Oui, un peu. De toute façon, on se charrie toujours. Arthur, il aime bien ça. Les Camerounais, ils ont une grande confiance en eux et je peux les comprendre parce que je pense qu’au niveau africain, c'est très fort. Et ils auront à cœur de prendre une revanche par rapport à la Coupe du monde. Donc on se charrie mais on ne veut pas non plus parler trop vite, parce qu'il peut toujours y avoir des désillusions. On verra au retour qui sera allé le plus loin. J'espère vraiment que les joueurs lorientais pourront réaliser la meilleure compétition possible. Mais voilà, encore plus pour la Tunisie bien sûr... (sourire)
Quel est votre plus beau souvenir de la CAN ? Vous vous apprêtez à en disputer une troisième avec les Aigles… À moins que ce ne soit un souvenir en tant que supporter ?
En tant que joueur, c’était pendant ma première CAN au Cameroun, en 2022. On bat le Nigéria en huitième de finale. Il y avait le Covid, la moitié de l'équipe était absente ! Tout le monde nous voyait perdre contre le Nigeria, qui était le favori de la compétition. Nous, on jouait peut-être avec une équipe un peu remaniée mais on fait un match exceptionnel de solidarité et d'envie et on a arraché cette victoire (1-0).
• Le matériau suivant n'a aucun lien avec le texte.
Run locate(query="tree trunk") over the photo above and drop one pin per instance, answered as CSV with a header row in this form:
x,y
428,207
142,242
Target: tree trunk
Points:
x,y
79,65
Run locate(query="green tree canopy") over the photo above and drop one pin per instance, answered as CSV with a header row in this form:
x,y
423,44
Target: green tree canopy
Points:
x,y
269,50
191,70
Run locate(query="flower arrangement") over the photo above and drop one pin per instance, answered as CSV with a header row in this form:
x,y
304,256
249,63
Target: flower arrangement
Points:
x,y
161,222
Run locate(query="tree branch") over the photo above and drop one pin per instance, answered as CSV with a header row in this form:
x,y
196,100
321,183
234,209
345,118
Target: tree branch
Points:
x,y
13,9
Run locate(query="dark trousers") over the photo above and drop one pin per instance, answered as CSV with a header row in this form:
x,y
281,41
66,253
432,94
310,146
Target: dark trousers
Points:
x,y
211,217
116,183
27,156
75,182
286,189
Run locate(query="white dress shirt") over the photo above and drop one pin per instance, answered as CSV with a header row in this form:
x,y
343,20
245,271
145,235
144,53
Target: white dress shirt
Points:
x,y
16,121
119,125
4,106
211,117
Et sinon, c'est vraiment la victoire en 2004 à domicile, lorsqu'on gagne notre première CAN, et notre seule pour l'instant contre le Maroc. C'était il y a 21 ans. J'avais 6 ans mais j’ai le souvenir de cette victoire et ce grand match contre le Maroc. Je l’ai vécu en famille, à la maison. Mon père ne montre pas beaucoup ses émotions, mais je peux vous dire qu'il était vraiment très content, très excité. De le voir comme ça, se lever du canapé, c'était incroyable ! Je pense que ça m'a plus marqué que les buts en eux-mêmes. C'est le souvenir que je retiens.
Désormais, votre père et tous vos proches vous voit devenir un joueur important de cette sélection nationale… Quels sentiments les animent ?
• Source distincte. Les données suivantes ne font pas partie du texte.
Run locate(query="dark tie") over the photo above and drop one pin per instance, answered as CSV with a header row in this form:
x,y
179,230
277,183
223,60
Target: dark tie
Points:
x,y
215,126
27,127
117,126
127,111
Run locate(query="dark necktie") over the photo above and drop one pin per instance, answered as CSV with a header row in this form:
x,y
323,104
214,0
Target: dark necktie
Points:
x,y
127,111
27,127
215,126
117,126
De la fierté je pense. On ne va pas se le dire directement, mais je peux le voir dans leurs yeux, quand on débriefe les matchs ensemble. De la fierté et beaucoup d’attente. C'est aussi ce qui nous pousse à réaliser de grandes choses, à faire des sacrifices, à se donner au maximum parce qu'on voit la joie que ça peut procurer à nos proches, et aussi à tout le peuple tunisien.
Lorsque je quitte un rassemblement, je passe par l'aéroport, ou bien j'ai peut-être une petite soirée où je peux sortir dîner avec ma famille. À ce moment-là, je vois vraiment beaucoup de joie et de fierté dans les yeux des Tunisiens. C'est un tout. Ça donne vraiment envie de performer encore plus et de faire les meilleurs résultats.